Moody’s sense of common purpose with other campaigns against racism around the world led the League to promote educational and employment opportunities in British colonies throughout Africa and the Caribbean as a means of advancing their eventual independence. It furthermore petitioned the US Embassy in London against the lynching of African Americans and for the release of the Scottsboro boys, nine Black teenagers wrongly convicted of the rape of two white women in Alabama in 1931, as well as successfully lobbying on behalf of Black seamen against employment restrictions by Cardiff port authorities.


The League made its most important contribution to the cause of racial equality during the Second World War, however, when it helped to persuade the government in October 1939 that British citizens ‘not of pure European descent’ could volunteer for the armed forces and secure commissions. 


Discrimination in the military and on the Home Front had led the Pittsburgh Courier, an African-American newspaper, to demand that the US war effort focus on freedom at home as well as overseas. Moody emulated this in declaring that, for the British government to uphold the democratic ideals for which the Allies were fighting abroad, it also had to address the problem of domestic racism. ‘It is high time’, he asserted, ‘that we realised we cannot be fighting a war against Nazism and at the same time be perpetuating its principles within our own borders.’



Harold Moody, 1930.
Harold Moody, 1930 © Getty Images.



An even greater convergence of British and US activism came with the arrival of American GIs to the UK from May 1942. Moody protested against the impact that the racism of many of these soldiers had on West Indian servicemen in Britain, including insults, assaults and exclusion from dance halls.


The League further responded to social challenges stemming from the presence of the GIs in Britain, commissioning, in 1945, a report for the League of Coloured Peoples on the 2,000 children born to African-American servicemen and white British women. The report’s author, Sylvia McNeill, recommended that the government should treat these children (known as ‘brown babies’) as a ‘war casualty’ and provide appropriate support. Moody lobbied for state intervention, observing that ‘when what public opinion regards as the “taint” of illegitimacy is added to the disadvantage of race, the chances of these children having a fair opportunity for development and service are much reduced’. Far from seeing them as wards of the state, though, the government had many of the children put into private care homes.


The most ambitious expression of Moody’s internationalism came with the Charter for Coloured Peoples. Ratified in July 1944, the document was inspired by the Atlantic Charter, a statement signed by Winston Churchill and Franklin D. Roosevelt in August 1941 that outlined Allied aims for the Second World War, including ‘The right of all peoples to choose the form of government under which they will live.’ Churchill insisted that the Charter applied only to European countries under Nazi occupation. ‘I have not become the King’s First Minister’, he declared in the Commons, ‘in order to preside over the liquidation of the British Empire.’ 
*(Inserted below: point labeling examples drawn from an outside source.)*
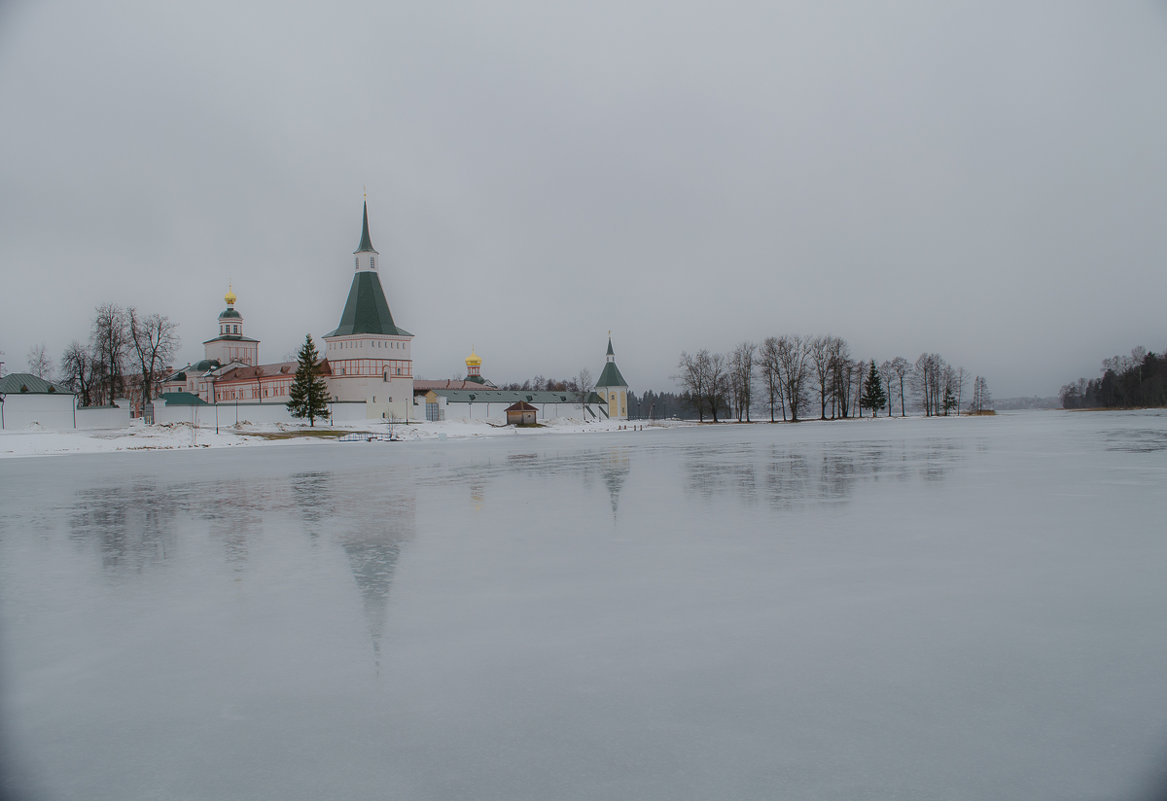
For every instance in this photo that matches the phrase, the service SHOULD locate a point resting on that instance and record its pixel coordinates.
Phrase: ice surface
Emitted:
(921, 608)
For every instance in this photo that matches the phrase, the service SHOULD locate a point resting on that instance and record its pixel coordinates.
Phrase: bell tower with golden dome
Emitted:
(231, 347)
(474, 368)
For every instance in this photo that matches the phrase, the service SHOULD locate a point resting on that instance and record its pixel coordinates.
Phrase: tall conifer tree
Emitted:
(308, 392)
(874, 397)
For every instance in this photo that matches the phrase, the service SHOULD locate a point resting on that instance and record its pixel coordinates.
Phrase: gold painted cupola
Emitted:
(231, 346)
(368, 354)
(474, 368)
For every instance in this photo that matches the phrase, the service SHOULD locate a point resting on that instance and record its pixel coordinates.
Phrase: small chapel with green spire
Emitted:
(612, 387)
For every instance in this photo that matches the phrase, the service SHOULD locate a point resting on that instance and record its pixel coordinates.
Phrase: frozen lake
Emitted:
(921, 608)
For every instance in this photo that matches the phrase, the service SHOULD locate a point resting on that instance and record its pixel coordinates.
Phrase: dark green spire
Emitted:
(367, 311)
(365, 245)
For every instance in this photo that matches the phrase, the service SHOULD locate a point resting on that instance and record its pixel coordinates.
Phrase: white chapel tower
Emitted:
(612, 387)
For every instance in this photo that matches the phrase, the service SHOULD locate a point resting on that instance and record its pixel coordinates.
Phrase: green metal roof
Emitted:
(610, 376)
(367, 311)
(233, 338)
(12, 383)
(365, 245)
(183, 399)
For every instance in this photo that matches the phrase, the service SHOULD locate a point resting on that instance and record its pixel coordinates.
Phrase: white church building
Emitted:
(367, 366)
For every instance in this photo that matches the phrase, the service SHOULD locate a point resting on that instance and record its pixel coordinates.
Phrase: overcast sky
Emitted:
(985, 180)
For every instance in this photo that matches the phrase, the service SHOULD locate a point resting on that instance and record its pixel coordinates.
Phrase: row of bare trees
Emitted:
(796, 370)
(125, 349)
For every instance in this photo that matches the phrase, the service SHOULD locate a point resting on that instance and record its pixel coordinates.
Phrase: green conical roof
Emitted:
(367, 311)
(610, 376)
(365, 245)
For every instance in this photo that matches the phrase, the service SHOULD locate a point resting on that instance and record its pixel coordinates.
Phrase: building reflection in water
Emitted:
(372, 541)
(132, 527)
(614, 469)
(794, 475)
(145, 523)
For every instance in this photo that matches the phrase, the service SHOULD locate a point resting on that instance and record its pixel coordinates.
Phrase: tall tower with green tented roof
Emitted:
(369, 355)
(612, 387)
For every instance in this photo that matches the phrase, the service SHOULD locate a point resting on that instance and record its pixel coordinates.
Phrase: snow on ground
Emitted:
(39, 441)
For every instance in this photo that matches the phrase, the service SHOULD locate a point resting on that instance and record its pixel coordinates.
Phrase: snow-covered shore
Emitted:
(36, 441)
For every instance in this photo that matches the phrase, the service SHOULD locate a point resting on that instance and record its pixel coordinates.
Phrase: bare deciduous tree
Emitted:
(584, 382)
(111, 340)
(820, 361)
(154, 340)
(901, 367)
(77, 371)
(705, 380)
(771, 376)
(740, 374)
(792, 353)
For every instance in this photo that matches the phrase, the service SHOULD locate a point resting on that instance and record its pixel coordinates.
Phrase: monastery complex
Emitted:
(368, 369)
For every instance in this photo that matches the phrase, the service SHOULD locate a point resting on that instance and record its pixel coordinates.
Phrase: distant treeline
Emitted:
(1139, 380)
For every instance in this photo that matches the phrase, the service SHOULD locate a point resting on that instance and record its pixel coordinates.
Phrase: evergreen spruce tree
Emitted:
(308, 391)
(873, 397)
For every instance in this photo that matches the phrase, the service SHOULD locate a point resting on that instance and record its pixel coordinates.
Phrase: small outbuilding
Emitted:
(26, 399)
(521, 413)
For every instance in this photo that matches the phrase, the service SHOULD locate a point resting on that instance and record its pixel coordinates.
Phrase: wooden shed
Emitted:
(521, 413)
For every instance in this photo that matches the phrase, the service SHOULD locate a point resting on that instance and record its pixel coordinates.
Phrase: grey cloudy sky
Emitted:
(986, 180)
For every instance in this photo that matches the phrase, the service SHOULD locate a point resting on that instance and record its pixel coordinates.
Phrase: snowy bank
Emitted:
(37, 441)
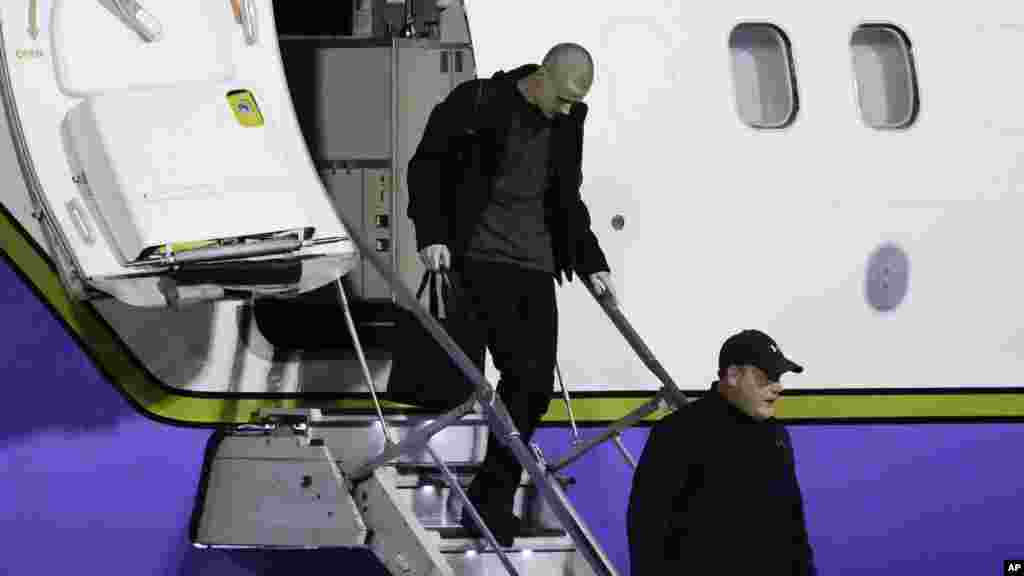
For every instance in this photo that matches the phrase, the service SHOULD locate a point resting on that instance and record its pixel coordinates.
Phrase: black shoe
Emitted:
(505, 526)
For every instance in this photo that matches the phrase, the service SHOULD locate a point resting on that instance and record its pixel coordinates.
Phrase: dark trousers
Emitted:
(516, 318)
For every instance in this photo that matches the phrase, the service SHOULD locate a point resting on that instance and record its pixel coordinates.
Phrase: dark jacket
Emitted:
(716, 492)
(450, 176)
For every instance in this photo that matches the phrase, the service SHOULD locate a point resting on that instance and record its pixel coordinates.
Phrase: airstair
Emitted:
(299, 478)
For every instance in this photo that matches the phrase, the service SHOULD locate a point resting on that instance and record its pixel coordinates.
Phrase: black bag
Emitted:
(422, 372)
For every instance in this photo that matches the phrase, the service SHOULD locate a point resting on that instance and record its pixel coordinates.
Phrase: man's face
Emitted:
(754, 393)
(559, 92)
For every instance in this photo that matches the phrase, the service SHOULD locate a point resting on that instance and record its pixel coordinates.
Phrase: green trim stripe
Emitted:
(159, 402)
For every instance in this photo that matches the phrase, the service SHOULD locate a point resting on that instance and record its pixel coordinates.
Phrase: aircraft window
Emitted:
(763, 78)
(887, 86)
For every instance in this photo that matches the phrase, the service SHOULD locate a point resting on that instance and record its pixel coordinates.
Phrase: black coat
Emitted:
(716, 492)
(450, 176)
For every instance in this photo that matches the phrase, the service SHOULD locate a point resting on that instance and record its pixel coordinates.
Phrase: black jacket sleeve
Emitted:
(589, 256)
(429, 195)
(659, 477)
(805, 554)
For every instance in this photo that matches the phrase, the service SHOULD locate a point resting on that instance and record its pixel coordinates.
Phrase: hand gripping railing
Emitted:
(494, 409)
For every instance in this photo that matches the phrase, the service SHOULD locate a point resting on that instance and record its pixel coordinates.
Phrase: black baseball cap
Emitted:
(754, 347)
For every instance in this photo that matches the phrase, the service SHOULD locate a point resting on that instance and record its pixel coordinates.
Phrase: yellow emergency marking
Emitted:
(185, 246)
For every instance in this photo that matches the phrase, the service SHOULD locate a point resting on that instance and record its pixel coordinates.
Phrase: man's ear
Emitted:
(732, 376)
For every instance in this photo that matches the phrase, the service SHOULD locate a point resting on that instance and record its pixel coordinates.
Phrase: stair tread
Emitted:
(458, 532)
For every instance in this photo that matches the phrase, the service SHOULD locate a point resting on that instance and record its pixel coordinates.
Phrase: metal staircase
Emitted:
(298, 478)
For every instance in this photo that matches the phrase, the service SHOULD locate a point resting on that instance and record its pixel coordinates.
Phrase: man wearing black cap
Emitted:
(716, 490)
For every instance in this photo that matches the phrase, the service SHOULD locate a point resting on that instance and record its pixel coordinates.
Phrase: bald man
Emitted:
(494, 195)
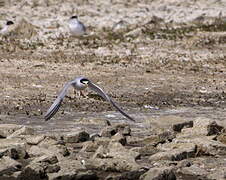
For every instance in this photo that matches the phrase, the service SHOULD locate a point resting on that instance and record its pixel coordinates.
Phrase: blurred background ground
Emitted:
(147, 55)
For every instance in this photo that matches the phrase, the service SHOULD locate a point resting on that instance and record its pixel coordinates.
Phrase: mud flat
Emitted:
(162, 61)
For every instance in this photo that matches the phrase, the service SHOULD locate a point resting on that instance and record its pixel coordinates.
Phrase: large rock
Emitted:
(76, 137)
(8, 166)
(174, 152)
(25, 130)
(34, 139)
(114, 157)
(163, 173)
(201, 127)
(8, 129)
(206, 145)
(72, 169)
(118, 137)
(15, 148)
(34, 171)
(109, 131)
(165, 123)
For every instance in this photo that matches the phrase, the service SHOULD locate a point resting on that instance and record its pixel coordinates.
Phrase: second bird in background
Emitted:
(7, 28)
(77, 28)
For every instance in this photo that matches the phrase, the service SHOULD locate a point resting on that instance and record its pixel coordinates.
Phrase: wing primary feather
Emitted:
(57, 103)
(99, 91)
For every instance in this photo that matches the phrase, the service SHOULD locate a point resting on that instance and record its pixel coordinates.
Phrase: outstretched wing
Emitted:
(56, 104)
(99, 91)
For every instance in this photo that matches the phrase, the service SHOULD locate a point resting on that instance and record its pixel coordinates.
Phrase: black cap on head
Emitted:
(74, 17)
(84, 81)
(9, 23)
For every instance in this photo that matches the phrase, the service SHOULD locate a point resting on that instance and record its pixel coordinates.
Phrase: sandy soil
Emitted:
(161, 54)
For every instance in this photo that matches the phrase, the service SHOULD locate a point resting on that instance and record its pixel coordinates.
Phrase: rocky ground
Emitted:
(162, 61)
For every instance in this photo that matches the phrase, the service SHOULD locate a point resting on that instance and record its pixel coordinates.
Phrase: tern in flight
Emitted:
(80, 83)
(77, 28)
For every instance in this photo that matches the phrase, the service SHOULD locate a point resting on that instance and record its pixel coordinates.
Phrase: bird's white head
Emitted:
(74, 17)
(8, 23)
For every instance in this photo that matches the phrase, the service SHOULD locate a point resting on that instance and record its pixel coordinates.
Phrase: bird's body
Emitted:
(80, 83)
(76, 27)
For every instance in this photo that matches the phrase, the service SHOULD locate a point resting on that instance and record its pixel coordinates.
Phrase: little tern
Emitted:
(6, 29)
(77, 28)
(80, 83)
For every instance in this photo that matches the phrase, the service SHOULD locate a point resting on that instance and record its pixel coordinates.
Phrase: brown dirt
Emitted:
(146, 63)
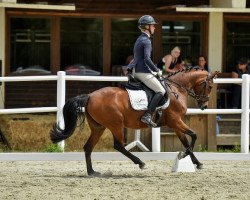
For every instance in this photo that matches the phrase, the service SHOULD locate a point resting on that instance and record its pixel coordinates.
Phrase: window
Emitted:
(81, 43)
(30, 43)
(124, 33)
(237, 43)
(186, 35)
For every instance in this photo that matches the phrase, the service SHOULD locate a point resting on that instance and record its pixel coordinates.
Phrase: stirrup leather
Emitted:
(147, 119)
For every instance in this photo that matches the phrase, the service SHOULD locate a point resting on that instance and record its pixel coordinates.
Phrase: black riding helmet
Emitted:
(146, 20)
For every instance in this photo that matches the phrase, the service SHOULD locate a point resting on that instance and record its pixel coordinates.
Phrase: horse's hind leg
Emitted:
(96, 132)
(180, 131)
(119, 146)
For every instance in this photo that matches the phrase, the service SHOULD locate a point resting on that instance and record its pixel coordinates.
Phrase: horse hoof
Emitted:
(142, 165)
(181, 155)
(199, 166)
(94, 174)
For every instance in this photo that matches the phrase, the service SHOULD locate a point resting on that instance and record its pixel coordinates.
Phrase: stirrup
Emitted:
(148, 120)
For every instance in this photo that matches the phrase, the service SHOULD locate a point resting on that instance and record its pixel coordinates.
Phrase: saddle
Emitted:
(136, 88)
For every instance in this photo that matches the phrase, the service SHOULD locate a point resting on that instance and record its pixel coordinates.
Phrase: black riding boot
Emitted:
(147, 117)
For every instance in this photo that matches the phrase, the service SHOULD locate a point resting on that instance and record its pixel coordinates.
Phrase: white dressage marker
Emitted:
(183, 165)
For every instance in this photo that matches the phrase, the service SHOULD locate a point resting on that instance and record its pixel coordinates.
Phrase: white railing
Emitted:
(61, 79)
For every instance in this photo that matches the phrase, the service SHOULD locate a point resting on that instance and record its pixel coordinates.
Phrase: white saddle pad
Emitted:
(139, 100)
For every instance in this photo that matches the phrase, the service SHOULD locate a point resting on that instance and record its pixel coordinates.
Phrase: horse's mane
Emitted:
(188, 69)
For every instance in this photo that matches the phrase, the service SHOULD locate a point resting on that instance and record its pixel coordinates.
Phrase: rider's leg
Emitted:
(147, 117)
(154, 84)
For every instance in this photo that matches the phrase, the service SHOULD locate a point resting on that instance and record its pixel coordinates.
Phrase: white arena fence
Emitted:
(61, 79)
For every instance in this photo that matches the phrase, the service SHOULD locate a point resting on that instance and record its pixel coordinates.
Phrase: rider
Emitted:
(143, 67)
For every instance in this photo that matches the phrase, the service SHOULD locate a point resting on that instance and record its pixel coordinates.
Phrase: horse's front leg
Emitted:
(181, 132)
(118, 145)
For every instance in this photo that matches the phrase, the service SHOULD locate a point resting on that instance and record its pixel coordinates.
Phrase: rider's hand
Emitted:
(159, 73)
(154, 73)
(129, 71)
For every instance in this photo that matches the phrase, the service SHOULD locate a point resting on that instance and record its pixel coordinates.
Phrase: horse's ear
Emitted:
(214, 75)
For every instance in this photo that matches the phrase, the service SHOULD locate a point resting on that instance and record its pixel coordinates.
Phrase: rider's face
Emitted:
(152, 28)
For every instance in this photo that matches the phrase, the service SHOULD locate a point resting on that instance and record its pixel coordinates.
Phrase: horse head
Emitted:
(202, 89)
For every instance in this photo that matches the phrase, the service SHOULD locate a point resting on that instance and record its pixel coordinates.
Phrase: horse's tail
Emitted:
(72, 110)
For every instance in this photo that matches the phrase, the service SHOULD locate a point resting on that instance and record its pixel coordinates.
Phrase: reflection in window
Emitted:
(30, 43)
(186, 35)
(237, 42)
(123, 36)
(81, 43)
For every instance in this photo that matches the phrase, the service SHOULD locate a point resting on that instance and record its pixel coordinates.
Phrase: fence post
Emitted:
(156, 139)
(60, 102)
(245, 114)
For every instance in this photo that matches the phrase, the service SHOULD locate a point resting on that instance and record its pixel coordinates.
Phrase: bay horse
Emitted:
(110, 108)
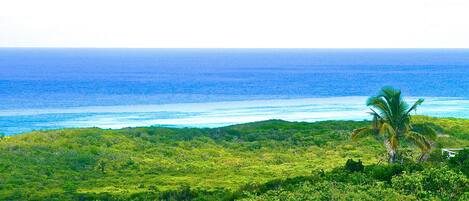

The Charter for Coloured Peoples challenged Churchill. It called for equality of all, regardless of race, and pushed Allied countries to restore self-rule to nations under their colonial rule. In aligning with nationalist movements in Burma, India, Nigeria and elsewhere, the League helped blow what Prime Minister Harold Macmillan would later call ‘the wind of change’ that swept through the old colonial empires. 


Criticised for his political moderation by more radical contemporaries, such as George Padmore and C.L.R. James, Moody was nonetheless a pioneering reformer who worked within the political system as an effective advocate for Black Britons. At the time of his death on 24 April 1947, he was attempting to raise funds for a new cultural centre that foreshadowed the later emphasis on Black culture in the late 1960s. In continuing to push for an end to discrimination, not only in Britain but throughout the world, Moody also articulated an international vision that anticipated the universal message that Black lives matter.



Clive Webb is Professor of Modern American History at the University of Sussex.